The textbook for the course is ‘Input-output Analysis – Foundations and Extensions’ by Ronald E. Miller and Peter D. Blair. Reading materials (e.g. sections, chapters from the textbook or scientific papers) will be assigned for the students to go through before each lecture. The list of reading materials is available in the manual of the course. Course materials also include lecture slides, IO datasets, and code.

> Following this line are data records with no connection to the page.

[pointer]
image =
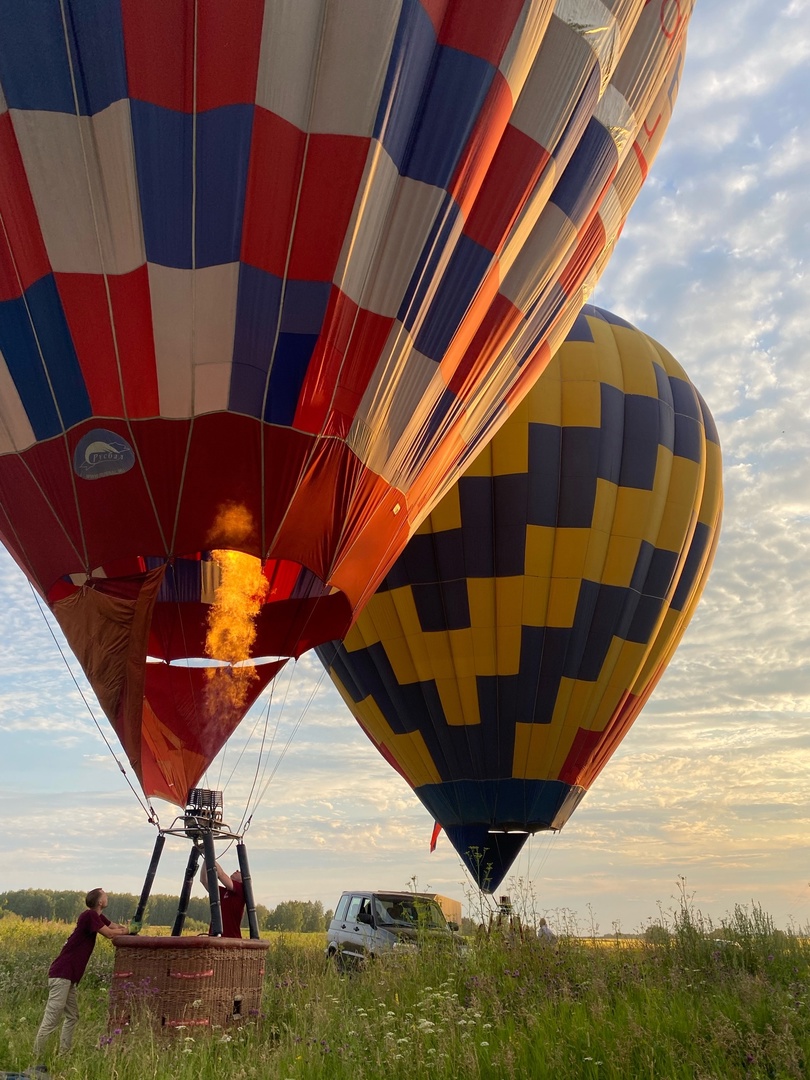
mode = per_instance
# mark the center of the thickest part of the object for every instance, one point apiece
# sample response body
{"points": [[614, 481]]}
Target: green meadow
{"points": [[685, 999]]}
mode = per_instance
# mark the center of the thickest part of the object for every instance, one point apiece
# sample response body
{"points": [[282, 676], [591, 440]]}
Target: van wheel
{"points": [[339, 960]]}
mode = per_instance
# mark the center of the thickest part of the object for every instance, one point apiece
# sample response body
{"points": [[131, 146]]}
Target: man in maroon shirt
{"points": [[68, 968], [231, 900]]}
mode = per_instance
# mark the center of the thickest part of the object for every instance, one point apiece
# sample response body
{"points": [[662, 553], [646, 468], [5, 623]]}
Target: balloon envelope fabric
{"points": [[514, 642], [295, 258]]}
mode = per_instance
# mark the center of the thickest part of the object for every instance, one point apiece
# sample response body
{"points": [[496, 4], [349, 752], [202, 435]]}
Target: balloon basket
{"points": [[173, 984]]}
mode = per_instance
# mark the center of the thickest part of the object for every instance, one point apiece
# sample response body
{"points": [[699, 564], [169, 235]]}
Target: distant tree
{"points": [[297, 916], [656, 934]]}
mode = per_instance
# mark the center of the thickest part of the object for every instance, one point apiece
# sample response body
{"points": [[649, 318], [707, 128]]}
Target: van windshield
{"points": [[408, 910]]}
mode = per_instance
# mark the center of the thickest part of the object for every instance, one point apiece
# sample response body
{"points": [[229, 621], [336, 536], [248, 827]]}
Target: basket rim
{"points": [[201, 941]]}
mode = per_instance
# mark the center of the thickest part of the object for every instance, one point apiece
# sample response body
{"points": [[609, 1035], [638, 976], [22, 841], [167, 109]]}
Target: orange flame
{"points": [[232, 628]]}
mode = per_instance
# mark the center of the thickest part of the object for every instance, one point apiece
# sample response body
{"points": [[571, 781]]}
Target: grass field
{"points": [[689, 1001]]}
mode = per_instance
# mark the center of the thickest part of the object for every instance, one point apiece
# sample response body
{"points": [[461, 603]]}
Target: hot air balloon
{"points": [[269, 274], [524, 626]]}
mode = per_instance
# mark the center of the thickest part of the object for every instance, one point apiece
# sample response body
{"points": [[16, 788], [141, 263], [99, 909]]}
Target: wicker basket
{"points": [[174, 983]]}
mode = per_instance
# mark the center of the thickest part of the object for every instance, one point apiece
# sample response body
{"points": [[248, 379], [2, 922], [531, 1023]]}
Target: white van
{"points": [[367, 923]]}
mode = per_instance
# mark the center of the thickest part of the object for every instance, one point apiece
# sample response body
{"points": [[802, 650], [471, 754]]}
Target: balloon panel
{"points": [[515, 639], [271, 273]]}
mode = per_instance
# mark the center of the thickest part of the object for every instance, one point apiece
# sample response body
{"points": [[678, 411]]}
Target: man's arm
{"points": [[224, 878]]}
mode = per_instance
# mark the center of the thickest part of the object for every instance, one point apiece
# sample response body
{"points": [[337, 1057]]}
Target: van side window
{"points": [[354, 907]]}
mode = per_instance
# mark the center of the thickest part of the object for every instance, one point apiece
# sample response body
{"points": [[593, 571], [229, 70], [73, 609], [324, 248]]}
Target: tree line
{"points": [[64, 905]]}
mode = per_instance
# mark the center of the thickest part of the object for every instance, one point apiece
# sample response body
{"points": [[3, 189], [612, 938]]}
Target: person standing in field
{"points": [[65, 973], [231, 900]]}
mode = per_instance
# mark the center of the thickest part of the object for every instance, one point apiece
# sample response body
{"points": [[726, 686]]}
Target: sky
{"points": [[707, 795]]}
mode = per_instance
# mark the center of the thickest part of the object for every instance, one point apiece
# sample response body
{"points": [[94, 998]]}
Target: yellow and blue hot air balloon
{"points": [[516, 638]]}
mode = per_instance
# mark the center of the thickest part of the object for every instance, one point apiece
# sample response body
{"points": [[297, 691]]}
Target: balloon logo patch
{"points": [[103, 453]]}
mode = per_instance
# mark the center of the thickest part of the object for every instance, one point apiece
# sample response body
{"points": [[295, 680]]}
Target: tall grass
{"points": [[689, 1000]]}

Because this course is part of a joint degree between Leiden University and TU Delft, students (also guest and exchange) have to be enrolled to both universities.
All students have to enroll for the course via Brightspace (before the start of the course) and for the exam via uSis, Leiden University. For more information see this website.
Students who are not enrolled for the MSc Industrial Ecology have to ask permission from the study advisor of Industrial Ecology to join this course, at least one month before start of the course.
Exchange students can only enroll for this course if their home university has an Exchange agreement with both Leiden University and TU Delft. Exchange students have to ask permission from the study advisor of
Industrial Ecology
as soon as possible, preferably six months before the start of the course.

Other remarks

Students bring their own laptops to the classes with Python installed. We strongly recommend using the anaconda package ( as python development environment. It’s freely available for Windows, MacOS and Linux and comes with code editor (Spyder). Likely you have been using the Anaconda package during the Earth System Science and Analysis course in Q1 of the academic year.